Kyle Brazell

Personal information
- Full name: Kyle Brazell
- Born: 20 September 2001 (age 24)
- Batting: Left-handed
- Bowling: Slow left-arm orthodox

Domestic team information
- 2023/24: South Australia (squad no. 3)

Career statistics
| Competition | FC |
| Matches | 3 |
| Runs scored | 104 |
| Batting average | 17.33 |
| 100s/50s | 0/0 |
| Top score | 30 |
| Catches/stumpings | 0/– |
- Source: ESPNcricinfo, 13 March 2024

= Kyle Brazell =

Australian cricketer (born 2001)

Kyle Brazell (born 20 September 2001) is an Australian cricketer. He made his first-class cricket debut for South Australia against Queensland on 16 February 2024 in the 2023–24 Sheffield Shield season. Brazell was the captain of Tea Tree Gully District Cricket Club in South Australian Premier Cricket.

==Career==
As a teenager, Brazell attended Rostrevor College and played both cricket and Australian rules football. In 2017, his successes in junior cricket shifted his focus away from football. He played for the South Australia in the under-15 national cricket championships, then later in the year played for a Cricket Australia XI at the under-17 national championships, where he was the top run-scorer for the tournament and named player of the tournament. This performance earned him a spot in the Australia under-17s squad that played at the under-19 national championships in December 2017. He also made his senior Grade debut in October 2017 for Tea Tree Gully. His school team at Rostrevor toured Sri Lanka in June 2018, and for the 2018/19 season, Brazell transferred from Tea Tree Gully to Adelaide University to bat further up the batting order. He was again selected to play for Cricket Australia in the under-19 national championships in 2018.

In 2020, Brazell played for the North Adelaide Football Club in the South Australian National Football League. He nominated for the 2020 AFL draft but was not selected. He subsequently earned a rookie contract with the South Australia cricket team for the 2021/22 season.

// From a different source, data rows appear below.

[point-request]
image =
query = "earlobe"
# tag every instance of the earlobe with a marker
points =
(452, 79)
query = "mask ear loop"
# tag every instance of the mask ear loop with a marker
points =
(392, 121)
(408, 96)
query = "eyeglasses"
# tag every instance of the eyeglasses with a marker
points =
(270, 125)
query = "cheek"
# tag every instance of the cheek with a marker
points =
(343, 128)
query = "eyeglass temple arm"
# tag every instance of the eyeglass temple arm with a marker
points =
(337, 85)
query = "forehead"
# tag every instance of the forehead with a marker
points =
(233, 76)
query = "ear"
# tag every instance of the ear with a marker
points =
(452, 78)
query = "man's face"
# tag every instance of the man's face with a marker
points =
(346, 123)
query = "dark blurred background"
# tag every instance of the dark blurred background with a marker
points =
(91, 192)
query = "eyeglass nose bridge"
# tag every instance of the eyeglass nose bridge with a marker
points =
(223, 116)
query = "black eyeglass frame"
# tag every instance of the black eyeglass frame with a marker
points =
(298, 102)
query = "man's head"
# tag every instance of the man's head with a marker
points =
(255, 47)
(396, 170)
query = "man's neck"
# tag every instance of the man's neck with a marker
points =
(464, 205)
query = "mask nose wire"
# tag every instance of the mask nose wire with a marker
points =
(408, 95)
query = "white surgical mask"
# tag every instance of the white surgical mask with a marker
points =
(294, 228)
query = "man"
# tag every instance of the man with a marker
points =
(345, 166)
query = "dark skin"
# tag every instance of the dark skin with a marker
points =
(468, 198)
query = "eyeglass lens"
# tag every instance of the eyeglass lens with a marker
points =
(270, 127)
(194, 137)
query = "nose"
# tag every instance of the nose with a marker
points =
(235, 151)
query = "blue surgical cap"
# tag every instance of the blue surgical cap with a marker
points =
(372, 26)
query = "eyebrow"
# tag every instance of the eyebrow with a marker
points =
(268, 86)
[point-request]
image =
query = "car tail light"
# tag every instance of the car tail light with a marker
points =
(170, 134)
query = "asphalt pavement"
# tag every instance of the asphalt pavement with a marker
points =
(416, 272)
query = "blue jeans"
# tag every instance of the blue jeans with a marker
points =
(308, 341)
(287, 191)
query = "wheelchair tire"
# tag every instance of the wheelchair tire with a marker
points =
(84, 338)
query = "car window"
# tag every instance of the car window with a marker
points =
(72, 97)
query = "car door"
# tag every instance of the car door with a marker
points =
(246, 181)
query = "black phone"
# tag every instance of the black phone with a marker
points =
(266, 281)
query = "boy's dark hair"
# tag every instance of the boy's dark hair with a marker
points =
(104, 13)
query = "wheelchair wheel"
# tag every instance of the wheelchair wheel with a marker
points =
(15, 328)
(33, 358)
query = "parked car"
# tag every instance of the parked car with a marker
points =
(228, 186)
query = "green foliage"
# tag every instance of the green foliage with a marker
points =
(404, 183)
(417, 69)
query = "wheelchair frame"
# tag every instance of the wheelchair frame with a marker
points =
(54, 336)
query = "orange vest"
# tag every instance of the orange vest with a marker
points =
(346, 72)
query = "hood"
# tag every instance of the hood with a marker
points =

In the 2021/22 season, Brazell finished second in Adelaide University's club champion award to Will Bosisto, then transferred back to Tea Tree Gully for the 2022/23 season.

Brazell didn't play a match for South Australia in the 2022/23 season, but retained his rookie contract for the 2023/24 season. After scoring a century for Tea Tree Gully in SACA Premier Cricket, Brazell made his first-class debut in a Sheffield Shield match against Queensland beginning on 16 February 2024, being handed his Baggy Red by former South Australian player Callum Ferguson. He opened the batting for South Australia, registering a duck in the first innings and 25 runs in the second. Brazell played two more first-class matches in the 2023/24 season, but wasn't able to break into the team in the 2024/25 season when South Australia won the Sheffield Shield. He was dropped from South Australia's list at the end of the season.

==Personal life==
As of 2025, Brazell was studying a Bachelor of Medical Radiation Science degree.